Double type problem in C

Double variables just don't have that much precision. If you need numbers that are that fine-tuned, you need to look for an "arbitrary/multiple precision" library - something like GMP http://gmplib.org/

Hope this helps.

Thanks to your support.

I need Clarity of answer like only 51.2 ..

Input : 51.2 i was given , But compiler take it as a 51.200000006.
For the next time, 51.200000001

After comparing these values its not equal . But it should be equal ...

Hope everyone understand my problem,

Actually i want to skip that much of accuracy.

Made this in a hurry, but it should work. Requires the math header. Basically you take the numbers you want to compare, multiply them by 10 to the power of your precision, trim them by casting to int, do your comparison, and your done.

inline int CompareDoubles(double A, double B, int Precision) {

  int a = (int)(A * pow(10, Precision));
  int b = (int)(B * pow(10, Precision));

  if (a > b) 
    return 1;
  else if (a == b)
    return 0;
  else
    return -1;
}

So using your example, here is the usage.

int main()
{
  double g = 51.200000000000007;
  double h = 51.200000000000001;

  if(CompareDoubles(g,h,1) > 0) // This will only compare "51.2", ignoring the rest
    printf("%lf",h);

  g=g;
  h=h;

  printf("%lf",g);

  return 0;
}

Thanks NIGHTS, But my problem is like below two values should matches ....
Is there any header files wants to include. like float.h ..

i m working with gcc compiler , eclipse c editor,, Is it necessary to move other compiler...

double g =  9.5999999999999;
	double h =  9.6000000000001;

Oops, your right. Sorry about that. Here you go...
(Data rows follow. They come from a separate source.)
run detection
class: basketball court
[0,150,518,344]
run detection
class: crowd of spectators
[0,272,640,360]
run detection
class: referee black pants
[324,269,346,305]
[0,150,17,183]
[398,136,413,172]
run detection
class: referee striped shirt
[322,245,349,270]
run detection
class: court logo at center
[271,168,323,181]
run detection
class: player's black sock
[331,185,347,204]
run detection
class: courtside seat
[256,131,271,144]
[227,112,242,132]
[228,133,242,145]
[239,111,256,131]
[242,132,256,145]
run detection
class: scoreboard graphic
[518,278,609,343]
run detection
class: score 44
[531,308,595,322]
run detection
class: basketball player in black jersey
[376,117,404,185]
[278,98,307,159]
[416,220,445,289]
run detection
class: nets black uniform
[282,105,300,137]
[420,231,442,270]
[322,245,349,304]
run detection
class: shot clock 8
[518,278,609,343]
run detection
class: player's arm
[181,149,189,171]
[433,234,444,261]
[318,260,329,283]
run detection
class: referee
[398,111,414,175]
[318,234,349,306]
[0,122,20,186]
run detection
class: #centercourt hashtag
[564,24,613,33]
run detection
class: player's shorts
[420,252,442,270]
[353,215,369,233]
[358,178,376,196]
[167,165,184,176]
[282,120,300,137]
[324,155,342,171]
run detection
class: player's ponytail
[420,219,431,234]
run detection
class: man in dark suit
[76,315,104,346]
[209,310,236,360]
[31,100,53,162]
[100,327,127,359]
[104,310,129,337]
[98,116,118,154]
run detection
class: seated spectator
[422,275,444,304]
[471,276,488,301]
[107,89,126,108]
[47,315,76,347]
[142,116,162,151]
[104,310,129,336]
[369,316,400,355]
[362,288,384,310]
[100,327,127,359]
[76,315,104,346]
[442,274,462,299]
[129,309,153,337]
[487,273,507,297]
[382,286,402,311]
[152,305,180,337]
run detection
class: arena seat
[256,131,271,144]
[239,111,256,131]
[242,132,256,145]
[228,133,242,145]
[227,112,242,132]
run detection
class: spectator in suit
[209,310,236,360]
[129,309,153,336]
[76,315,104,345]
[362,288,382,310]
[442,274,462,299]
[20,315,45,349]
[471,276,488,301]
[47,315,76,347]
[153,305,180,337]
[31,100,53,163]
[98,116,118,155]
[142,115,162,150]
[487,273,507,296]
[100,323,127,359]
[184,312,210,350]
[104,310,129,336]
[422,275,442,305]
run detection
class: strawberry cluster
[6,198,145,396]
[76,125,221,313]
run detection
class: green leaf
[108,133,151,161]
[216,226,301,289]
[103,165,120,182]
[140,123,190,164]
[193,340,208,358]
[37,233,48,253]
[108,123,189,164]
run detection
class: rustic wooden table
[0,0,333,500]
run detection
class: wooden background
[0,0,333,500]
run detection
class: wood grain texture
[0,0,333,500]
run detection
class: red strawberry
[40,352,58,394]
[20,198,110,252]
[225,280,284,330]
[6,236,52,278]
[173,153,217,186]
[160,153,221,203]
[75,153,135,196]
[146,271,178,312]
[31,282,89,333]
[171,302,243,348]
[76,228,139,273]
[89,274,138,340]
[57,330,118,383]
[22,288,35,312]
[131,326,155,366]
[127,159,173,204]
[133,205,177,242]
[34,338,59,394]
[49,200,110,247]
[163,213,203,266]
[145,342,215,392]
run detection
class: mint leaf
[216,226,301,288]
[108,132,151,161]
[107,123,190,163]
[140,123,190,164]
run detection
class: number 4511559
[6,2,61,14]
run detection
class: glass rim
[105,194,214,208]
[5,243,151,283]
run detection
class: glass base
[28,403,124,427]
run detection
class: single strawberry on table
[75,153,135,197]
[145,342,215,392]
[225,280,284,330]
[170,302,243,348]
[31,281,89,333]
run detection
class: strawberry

inline int CompareDoubles(double A, double B, int Precision) {

  int a = (int)round(A * pow(10, Precision));
  int b = (int)round(B * pow(10, Precision));

  if (a > b) 
    return 1;
  else if (a == b)
    return 0;
  else
    return -1;
}

So now, before truncating the end digits, it will round the numbers to the nearest given precision. That should work, right?